Mardi Gras at Home: Beads, King Cake, Muffulettas, and Hurricanes
King Cake is a Mardi Gras tradition.
Robert Fresh Market
Happy Fat Tuesday! This is the day when good Christians stuff themselves with booze, food, and show their boobs in exchange for beads in a last-ditch effort to get in as much partying as they can before Lent. Thankfully, like Christmas, everyone can enjoy a good Mardi Gras celebration.
Sure there are some great places to party, but sometimes you just wanna stay home. We'll tell you everything you need to celebrate Mardi Gras at home.
The Hurricane is the unofficial "official" drink of New Orleans.
Invented by bar owner Pat O'Brien, the Hurricane is a blend of light and
dark rum, fruit juice, and Amaretto. Usually when served in bars, it
looks and tastes like boozy Kool-Aid. This recipe recreates what the
famous New Orleans barkeep had in mind all those years ago.
1 oz. dark rum
1 oz. light rum
1 oz.

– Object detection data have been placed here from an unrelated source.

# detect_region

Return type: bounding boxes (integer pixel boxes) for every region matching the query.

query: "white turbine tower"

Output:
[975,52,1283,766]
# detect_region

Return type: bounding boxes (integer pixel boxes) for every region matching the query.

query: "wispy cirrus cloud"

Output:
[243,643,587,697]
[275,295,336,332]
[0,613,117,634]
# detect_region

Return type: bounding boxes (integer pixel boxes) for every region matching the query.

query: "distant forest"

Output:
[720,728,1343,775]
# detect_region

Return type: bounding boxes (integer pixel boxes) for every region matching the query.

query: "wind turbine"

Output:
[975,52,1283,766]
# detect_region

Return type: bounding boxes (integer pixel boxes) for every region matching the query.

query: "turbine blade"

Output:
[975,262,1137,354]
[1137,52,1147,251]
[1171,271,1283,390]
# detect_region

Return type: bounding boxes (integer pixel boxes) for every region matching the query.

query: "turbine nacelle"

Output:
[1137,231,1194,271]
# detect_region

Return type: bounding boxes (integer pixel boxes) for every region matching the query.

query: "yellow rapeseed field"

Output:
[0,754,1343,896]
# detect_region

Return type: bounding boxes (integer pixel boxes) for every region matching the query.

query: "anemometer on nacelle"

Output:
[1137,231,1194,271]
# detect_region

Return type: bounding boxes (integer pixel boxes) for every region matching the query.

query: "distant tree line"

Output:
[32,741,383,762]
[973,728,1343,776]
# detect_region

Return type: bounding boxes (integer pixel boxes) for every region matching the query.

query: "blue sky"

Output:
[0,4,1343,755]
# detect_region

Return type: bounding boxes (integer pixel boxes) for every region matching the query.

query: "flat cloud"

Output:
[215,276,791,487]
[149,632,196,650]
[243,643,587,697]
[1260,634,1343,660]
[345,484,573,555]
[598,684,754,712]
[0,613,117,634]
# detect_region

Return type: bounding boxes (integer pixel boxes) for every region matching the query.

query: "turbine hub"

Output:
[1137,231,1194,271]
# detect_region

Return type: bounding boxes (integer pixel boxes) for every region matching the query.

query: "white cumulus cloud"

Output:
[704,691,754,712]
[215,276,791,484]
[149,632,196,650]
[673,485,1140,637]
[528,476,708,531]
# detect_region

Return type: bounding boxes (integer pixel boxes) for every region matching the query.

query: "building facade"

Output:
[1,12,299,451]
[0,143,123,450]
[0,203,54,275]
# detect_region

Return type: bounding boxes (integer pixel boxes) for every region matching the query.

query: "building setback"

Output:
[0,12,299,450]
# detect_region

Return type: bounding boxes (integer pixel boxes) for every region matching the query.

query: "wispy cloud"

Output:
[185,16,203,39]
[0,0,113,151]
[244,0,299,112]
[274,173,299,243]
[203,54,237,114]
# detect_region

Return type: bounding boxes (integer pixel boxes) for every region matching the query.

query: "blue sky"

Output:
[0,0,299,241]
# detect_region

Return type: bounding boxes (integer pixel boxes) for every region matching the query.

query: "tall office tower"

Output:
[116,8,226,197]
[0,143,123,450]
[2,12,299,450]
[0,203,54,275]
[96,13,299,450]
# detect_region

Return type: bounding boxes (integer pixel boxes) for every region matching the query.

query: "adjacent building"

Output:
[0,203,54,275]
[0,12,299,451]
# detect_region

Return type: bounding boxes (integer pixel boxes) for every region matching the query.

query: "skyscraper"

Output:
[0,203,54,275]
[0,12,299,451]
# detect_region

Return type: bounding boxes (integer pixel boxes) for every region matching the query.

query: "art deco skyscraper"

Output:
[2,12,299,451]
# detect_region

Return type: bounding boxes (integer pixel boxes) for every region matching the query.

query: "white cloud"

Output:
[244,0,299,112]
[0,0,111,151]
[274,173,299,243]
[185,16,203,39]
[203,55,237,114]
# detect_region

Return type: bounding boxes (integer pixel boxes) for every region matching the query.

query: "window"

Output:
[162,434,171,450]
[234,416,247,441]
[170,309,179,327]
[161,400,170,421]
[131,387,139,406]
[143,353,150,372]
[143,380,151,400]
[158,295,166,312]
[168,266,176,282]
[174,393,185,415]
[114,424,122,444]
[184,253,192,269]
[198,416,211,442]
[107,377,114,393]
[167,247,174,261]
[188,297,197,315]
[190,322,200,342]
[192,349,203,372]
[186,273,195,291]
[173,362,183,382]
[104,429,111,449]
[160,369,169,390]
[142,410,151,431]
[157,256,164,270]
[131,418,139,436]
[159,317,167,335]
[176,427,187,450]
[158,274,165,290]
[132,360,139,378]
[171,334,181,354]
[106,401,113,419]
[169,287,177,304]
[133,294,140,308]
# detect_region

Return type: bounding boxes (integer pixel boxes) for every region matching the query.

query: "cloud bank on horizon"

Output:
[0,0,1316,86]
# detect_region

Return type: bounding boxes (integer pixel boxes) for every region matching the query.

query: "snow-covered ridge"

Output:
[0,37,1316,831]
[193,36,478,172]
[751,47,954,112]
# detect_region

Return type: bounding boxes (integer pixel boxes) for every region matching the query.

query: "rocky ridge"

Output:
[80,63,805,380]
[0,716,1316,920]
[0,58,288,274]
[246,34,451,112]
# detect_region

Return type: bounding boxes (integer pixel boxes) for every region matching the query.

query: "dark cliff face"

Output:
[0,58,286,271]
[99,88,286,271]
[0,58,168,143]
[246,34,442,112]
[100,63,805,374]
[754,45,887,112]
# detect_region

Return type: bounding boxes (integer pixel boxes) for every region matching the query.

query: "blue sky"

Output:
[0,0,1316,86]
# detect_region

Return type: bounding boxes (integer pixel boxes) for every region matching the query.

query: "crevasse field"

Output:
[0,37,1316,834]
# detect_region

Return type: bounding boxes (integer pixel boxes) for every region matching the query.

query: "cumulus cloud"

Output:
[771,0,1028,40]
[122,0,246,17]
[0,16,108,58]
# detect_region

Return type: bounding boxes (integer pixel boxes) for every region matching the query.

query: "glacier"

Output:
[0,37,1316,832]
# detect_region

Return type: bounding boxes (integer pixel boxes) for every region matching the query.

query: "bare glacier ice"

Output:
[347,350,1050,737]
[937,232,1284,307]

Amaretto
2 oz. fresh orange juice
2 oz. unsweetened pineapple juice
Dash of Grenadine
Teaspoon fresh lime juice
Combine ingredients into shaker filled with ice. Strain and pour into
tall Collins or Hurricane glass filled with ice. Garnish with cherry and
Muffuletta (or Muffaletta)
The sandwich of New Orleans, traditionally a giant sesame seeded roll
filled with salami, ham, provolone, Swiss, and oily, salty olive salad
(which is basically what makes it great). Make your own by over
stuffing a seeded roll with the above mentioned meats and cheeses. Make
your own olive salad by tossing green pimento olives and olive oil into
a food processor and chopping for 30 seconds.
Muffuletta in Coconut Creek sells authentic New Orleans muffulettas.
Choose the traditional or custom make your own with your choice of deli
meats. A half ($8) serves one person, a full ($15) serves two. Pick a few up to go on your way home tonight -- they're open until 9:30 p.m.
King Cake is basically a round cinnamon danish ring, topped with icing
and purple, gold, and green colored sugar. Other flavors are available
at New Orleans bakeries, where King Cake is an industry unto itself.
The colors on the cake are a Mardi Gras tradition and have specific
meanings - purple for justice, green for faith and gold for power. Watch
out for the baby baked inside each King Cake. A small plastic baby is
hidden inside each cake. The person who gets the baby is said to have a
year of good luck. They also have to pay for next year's cake. Pick up a
King Cake at Publix ($9.99), Whole Foods ($12.99) or Fresh Market ($12.99).
It's not Mardi Gras without beads. Party City has a large assortment of
them. And remember -- you have to work for your beads (usually by
flashing someone). So don't just give them away.